The actual questions seem to have been mostly answered, so:
if I had a girlfriend who's as clever, zany and unique as Dwarf Fortress with as much enthusiasm for gratuitious geekery... I don't think I'd be put off by a few personality quirks and looks I find endearing anyway (if not conventionally pretty).
If
I had a girlfriend like DF, I don't know whether I'd be the one worrying more about her apparent sociopathic nature, or my friends for the way I was
sooo into such a sociopathic girl.
As for
Migrants, can be annoying and rewarding in equal measure. You can always wall yourself up and let them suffer and accumulate (as much as the inevitable invasions and ambushes will allow).
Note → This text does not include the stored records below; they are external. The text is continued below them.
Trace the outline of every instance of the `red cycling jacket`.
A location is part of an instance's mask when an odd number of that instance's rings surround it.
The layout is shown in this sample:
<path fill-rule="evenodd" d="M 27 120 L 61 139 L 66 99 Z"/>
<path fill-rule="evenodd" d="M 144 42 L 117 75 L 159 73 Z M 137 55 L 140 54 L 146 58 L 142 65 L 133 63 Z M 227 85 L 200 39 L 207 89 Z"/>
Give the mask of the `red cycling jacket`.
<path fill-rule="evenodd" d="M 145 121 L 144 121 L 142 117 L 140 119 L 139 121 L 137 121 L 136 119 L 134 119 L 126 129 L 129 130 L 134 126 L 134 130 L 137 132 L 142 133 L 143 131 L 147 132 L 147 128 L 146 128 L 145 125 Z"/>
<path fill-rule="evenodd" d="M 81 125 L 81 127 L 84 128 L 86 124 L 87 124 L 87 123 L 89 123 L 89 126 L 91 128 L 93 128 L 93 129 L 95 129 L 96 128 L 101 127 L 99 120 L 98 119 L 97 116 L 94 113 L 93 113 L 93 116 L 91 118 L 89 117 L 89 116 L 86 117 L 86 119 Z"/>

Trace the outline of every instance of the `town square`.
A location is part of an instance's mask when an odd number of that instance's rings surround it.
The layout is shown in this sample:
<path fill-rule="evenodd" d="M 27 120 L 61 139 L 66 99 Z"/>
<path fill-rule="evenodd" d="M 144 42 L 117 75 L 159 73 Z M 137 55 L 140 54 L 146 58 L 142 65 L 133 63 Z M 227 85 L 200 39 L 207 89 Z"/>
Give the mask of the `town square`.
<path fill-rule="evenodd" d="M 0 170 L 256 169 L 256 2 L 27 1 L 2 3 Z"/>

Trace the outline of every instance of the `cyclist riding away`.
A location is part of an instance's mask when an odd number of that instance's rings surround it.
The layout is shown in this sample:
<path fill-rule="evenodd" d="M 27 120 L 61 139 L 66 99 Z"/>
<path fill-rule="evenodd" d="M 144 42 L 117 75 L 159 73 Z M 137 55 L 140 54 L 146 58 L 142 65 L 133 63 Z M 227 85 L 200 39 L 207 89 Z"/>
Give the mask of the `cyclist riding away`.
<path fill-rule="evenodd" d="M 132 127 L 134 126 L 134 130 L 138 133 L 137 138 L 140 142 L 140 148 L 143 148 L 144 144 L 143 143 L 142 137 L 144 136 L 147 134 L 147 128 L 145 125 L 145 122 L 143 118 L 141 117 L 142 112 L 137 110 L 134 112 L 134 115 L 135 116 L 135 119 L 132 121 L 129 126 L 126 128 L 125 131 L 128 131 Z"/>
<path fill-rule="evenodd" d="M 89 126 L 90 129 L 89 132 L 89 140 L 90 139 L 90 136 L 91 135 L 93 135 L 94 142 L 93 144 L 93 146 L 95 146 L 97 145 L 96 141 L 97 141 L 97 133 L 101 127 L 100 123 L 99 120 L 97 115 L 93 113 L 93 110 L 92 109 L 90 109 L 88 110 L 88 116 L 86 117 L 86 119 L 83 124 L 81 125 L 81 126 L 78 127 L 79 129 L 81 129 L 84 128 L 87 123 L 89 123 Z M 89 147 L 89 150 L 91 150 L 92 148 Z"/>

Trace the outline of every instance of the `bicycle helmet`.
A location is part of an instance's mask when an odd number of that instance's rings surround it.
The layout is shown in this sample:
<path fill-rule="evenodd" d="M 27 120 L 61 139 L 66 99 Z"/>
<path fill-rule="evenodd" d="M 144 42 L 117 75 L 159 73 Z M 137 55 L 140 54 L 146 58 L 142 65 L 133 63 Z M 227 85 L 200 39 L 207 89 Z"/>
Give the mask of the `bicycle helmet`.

Or, if you feel like it, set up their
own parallel and yet expendable fort (...perhaps leave a pick in a walled up bunker for them to use if you're feeling like it...) while you get your original dwarves set down to keeping themselves self-sufficient. See what goes wrong first... the potentially ever-increasing immigrant camp exposed to all invaders and monsters or your own little insular group.
One explanation about the
Elves is that they tease the trees and plants into budding wooden instruments like fruit, to be picked. But they apparently can't tell the difference between their
own environmentally-friendly produce and your own items carved out of the remains of murdered trees if you try to pass them back to them, so maybe they are just plain mad.
Also, I think that if you don't have stockpiles of wood, but construct them into (useless or otherwise) blocks of wooden walls they don't actually count them... And you can put off their ire a lot longer if you're not just horribly efficient at hoarding the logs in stockpiles and and have an awful lot of logs hanging around unused.
With
Bones, you probably need loads of bone bolts, by the sound of it. Get someone (best bonecrafter, or one of those useless migrants who will eventually
become your best bonecrafter) to use them all up. Or as many as you can, or as many as you think you can without finding yourself without them when someone decides that their moodcraft needs body parts or similar. (Depends a lot on how, and how frequently, you are accumulating bones.)
To add to the information about
Containers, seeds can sit in stockpiles alone, but typically at one seed per tile, so they can go into bags. Bags can sit one-each in each stockpile tile, or go into barrels. Barrels can sit 1-for-1 in a stockpile. You've already heard about the rock equivalent. (The most confusing thing about some items is that there are different names for different material items... Chairs when wood, thrones when rock or metal, for example. The ones that come to mind are Coffers=Chests. Coffins=Sarcophagi. Ropes=Chains. Portals=Doors. Cages=Aquaria.) Bags, by the way are made in a clothesmaker's workshop from cloth. The cloth is made from thread (silk, plant fibre or yarn) at a loom. The thread is gathered (in the case of silk thread, also via the loom) or made from certain plants (in the case of the plant-fibre stuff, at a farmer's workshop) or spun from various wools (also at a farmer's workshop, usually after a shearer (also in a farmer's workshop) has sheared a suitable wool-bearing animal, like a sheep or alpaca). It's a production chain that I can never get working self-sufficiently, I tend to just spam a (R)epeat job on some job, apply some random guys to the job (if I don't have a decent guy with the skill already) and when it runs out spam a (R)epeated job on the next stage, with either the same random guys or the extant professionals for that particular profession. When an Expert Shearer doesn't have any animals to shear, he's usually given other things to do, of course. Nothing like keeping them all busy. And it seems to work, at least as long as the rest of the fort does.
Ninjaed by franti about the barrels/bins settings, so that bit being snipped out of my reply.The advice regarding
Saved Games is much as I'd give. Although I tend to: a) save a whole copy of the pre-embark save as (say) "region1#raw", just in case I want to go back and go at the same site slightly differently; b) make a "_region1" directory (that's the full name, prepending the default save with an underline... hey, it's a handy convention!) to put both the "#raw" and all older-than-one-year "region1_season_yearnumber" saves into. For no reason other than having gone to the small (almost insignificant) trouble of making it save backups, I don't like just deleting data. This way it can moulder away and even with two forts currently running, I'll only have a "region1" and four "region1_season_yearnumber" forts and ditto for "region2".
If I feel the need to permanently revert to a previous save (rare, as opposed to testing out different approaches to a problem which I'll probably Ctrl-Alt-Del abandon before the season ends anyway) I'll rename "region1" to "region1(abandonmentreason)",
copy the appropriate seasonal save that I'm rewinding to and rename it to "region1" and continue in that vein. But I do feel rather cheaty about doing that, so it's rare.
I've no idea if any of my more technical information means anything to many people who aren't already experienced players who do (or have done) similar (or their own equivalents), but I'm putting it out there.